I refactored the PPO/train code to increase its compatibility with check-pointing and environment variation, while keeping backwards compatibility

This splits the train function into multiple functions:

• make_train_space: a function that creates the training functions, e.g. training_epoch_with_timing, evaluator, etc... and wraps them in a returned simple namespace
• init_training_state: a function that initializes the training state
• init_env_state: a function that initializes the environment state
• and run_train: a function that performs a training run, when passed a training state, environment state, and train space

This enables the training functions to be run multiple times with jit compilation only occurring once.
This also adds:

• train: a function that works identically to the previous train function, by calling the above described functions
• checkpoint_train: a simple check pointing version of train, that should be compatible with preemption.

The general aim is that run_train should enable people to easily make their own check pointing and environment variation / curriculum generation on top of the Brax PPO training code, without having to modify the Brax PPO code internally.

This is my first pull request, so let me know if I have made any rookie mistakes! And thanks for the great physics engine!

Fyi, I have not been able to test on in an environment with multiple processors, e.g. a TPU slice

[m-orsini]

Hi btnorman,

I'm very glad to see you're showing interest in Brax!

The idea of the agents directory is to show example implementations of popular algorithms with Brax. We know it doesn't cover all usages, and so it's expected that people will fork those examples to get the algorithm to do what they want.

We expect different users will have different opinions regarding Check-pointing for example - as a result we prefer to leave it unimplemented.

There is also that we want the interface for all algorithms to be as close as possible, so I don't believe introducing the abstractions you propose only for PPO can go through.

For those reasons, I think it makes sense this PR stays out of the main branch.

Have fun with Brax!

[btnorman]

Hi! Thanks for looking over it.

I want to make sure I have not misrepresented the intention of the proposed contribution!

The contribution comes in two separate parts.

1. Modifying the structure of the PPO code to more easily allow Brax users to build on top of it, without Brax users having to modify the internals of the Brax PPO code.

   To illustrate the value, imagine a user who solely wants to implement check pointing, and is otherwise happy with the out of the box PPO code. At the moment, this user has two options. A) they can copy the Brax code and introduce check pointing to the internals, or B) they can use a different PPO implementation, either their own or e.g. PyTorch.
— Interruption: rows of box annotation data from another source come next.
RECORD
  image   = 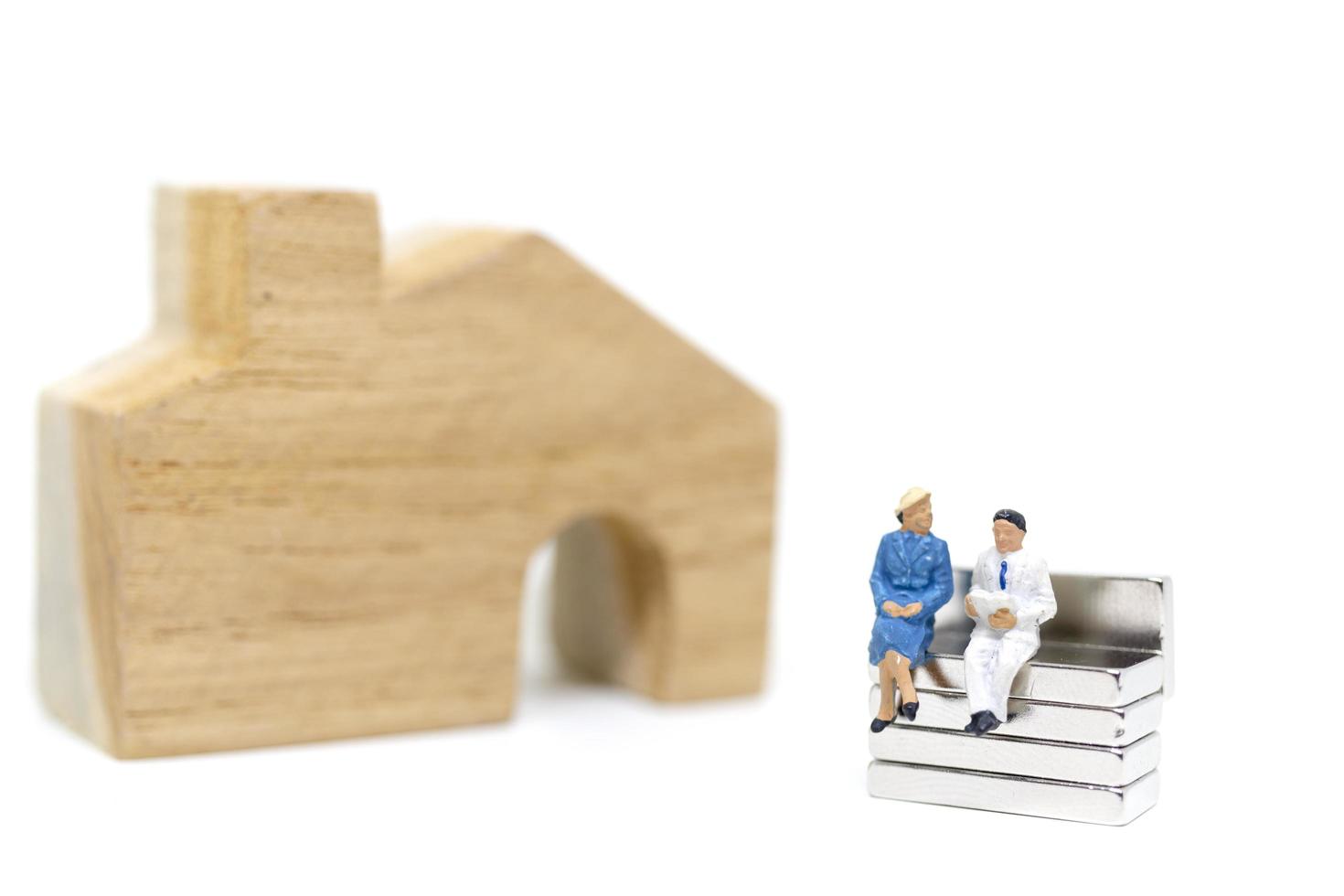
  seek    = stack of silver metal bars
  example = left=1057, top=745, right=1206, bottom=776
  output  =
left=869, top=570, right=1173, bottom=825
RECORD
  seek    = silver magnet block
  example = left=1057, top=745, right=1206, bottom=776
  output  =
left=869, top=762, right=1157, bottom=825
left=915, top=570, right=1176, bottom=707
left=869, top=722, right=1161, bottom=787
left=869, top=632, right=1165, bottom=707
left=869, top=685, right=1163, bottom=747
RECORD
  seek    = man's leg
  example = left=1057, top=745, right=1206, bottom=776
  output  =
left=989, top=632, right=1040, bottom=721
left=963, top=630, right=1001, bottom=715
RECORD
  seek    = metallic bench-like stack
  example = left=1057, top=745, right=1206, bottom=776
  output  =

   Both of these options, A) and B) come with significant overheads. Copying the Brax code and modifying it first involves parsing the logic and structure of the code, and to someone unfamiliar with Jax that is a lot of work. It also involves consulting multiple different Brax files to understand how all the code fits together. Using a different PPO implementation is also a lot of work as there is the overhead of working out how Brax and that implementation work well together. Both of these are also error prone as if one introduces an error or typo, the RL training might subtly break.

   By making the proposed change, we introduce a third option for this user. C) they can take the abstractions provided, and build on top of them. This is significantly less work, as it needs minimal understanding of Jax and minimal consultation of other Brax files.

2. Introducing a very simple example implementation of checkpointing that demonstrates how someone could use the components introduced to make their own checkpointing code easily, building onto of the Brax code, without having to write their own PPO logic.

   This relates to the hypothetical user who wants their custom checkpointing code. They can copy the example implementation of checkpointing, which only involves file loading, and without any understanding of Jax, or the need to consult any other Brax files, modify it to suit their checkpointing needs.

   This second part is only meant to be illustrative. If the changes went ahead then a checkpointing example might be better placed in a notebook instead.

If the aim of making it easier to build on top of existing Brax training code seems valuable, but the proposed implementation lacking, perhaps there is something else we can do, and I would be happy to help!

If you decide the change does seem valuable then I would be happy to modify the other algorithms so that they are all consistent.

Fyi, to allay a potential concern, in using the checkpointing code with these abstractions there is very low overhead.